Takahashi and Yamanaka continued their experiments and injected the iPSC samples into mice that had no body hair. These nude mice were a variation of the common mouse (Mus musculus), but they had an inhibited immune system and lacked the Fox1 gene. When the researchers injected iPSCs into the mice, teratomas, which are tumors with germ layer components, formed. The teratomas resulting from iPS-MEF4 injections differentiated into all three germ layers (ectoderm, endoderm, and mesoderm), including neural and muscular tissues, cartilage, and epithelium. These tissue types formed aggregates of pluripotent stem cells called embryoid bodies. From the teratomas, Takahashi and Yamanaka took some cell samples and cloned them. They inserted the cloned cells into blastocysts by microinjection and obtained four different embryos.
After analysis, Yamanaka and Takahashi found that the four embryos contained iPS cells that contributed to all three germ layers, providing further evidence that the four genes (Oct3/4, KIf4, Sox2, and c-Myc) helped produce cells that were the most like embryonic stem cells. Takahashi and Yamanaka observed that the iPS-MEF4 cells continued to be more similar to embryonic stem cells than to other iPS cells. After further experimentation, they concluded that the iPS cells they generated were pluripotent in mice, and therefore provided the possibly of repeating a similar experiment in humans. Takashi and Yamanaka published the results of their experiment in 2006.

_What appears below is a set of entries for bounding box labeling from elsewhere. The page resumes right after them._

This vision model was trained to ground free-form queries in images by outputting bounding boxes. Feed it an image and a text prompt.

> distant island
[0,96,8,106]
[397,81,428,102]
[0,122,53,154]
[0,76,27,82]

After their mouse experiments, in 2007 Takahashi and Yamanaka published the results of another experiment that detailed methods and results used to produce iPS cells with human cells. They used the same four genes from humans that were used in mice. Another group led by James Thomson at the University of Wisconsin in Madison, Wisconsin, published their findings on iPSC in humans. They found that four genes–Oct4, Sox2, NanoG, and Lin28–were sufficient to reprogram human somatic cells into pluripotent stem cells. Independent confirmation of Takahashi and Yamanaka's previous experiments with mice supported the hypothesis that scientists can generate and use induced pluripotent stem cells in a similar manner as embryonic stem cells. Scientists later used iPSCs in regenerative medicine to research treatments for various human diseases such as Parkinson's disease, platelet deficiency, spinal cord injury, and macular degeneration.
In June 2012, Yamanaka reported that experiments showed many epigenetic differences, as well as gene expression differences, between iPSCs and embryonic stem cells. Yamanaka cited as an example the chemical addition of methyl groups (methylation) of the gene that makes bone morphogenic protein 3 (BMP3), which partly causes bone and cartilage development in humans. He also mentioned that there are other examples of high amounts of variation and mutations in iPSCs, which alarmed some scientists. Yamanaka said that many of the variations in the genes and epigenetics are likely from the original somatic cell from which the iPSCs are descended, and that the negative reports on iPSCs were often overstated.
In 2012, Yamanaka and John Gurdon received the Nobel Prize in Physiology or Medicine their discovery that differentiated cells can be reprogrammed to become pluripotent. The Nobel Prize committee stated that Takahashi and Yamanaka's experiments with mice iPSCs contributed to Yamanaka's award. Scientists in the second decade of the twenty-first century experimented with iPSCs to generate cells similar to embryonic stem cells without destroying or manipulating embryos.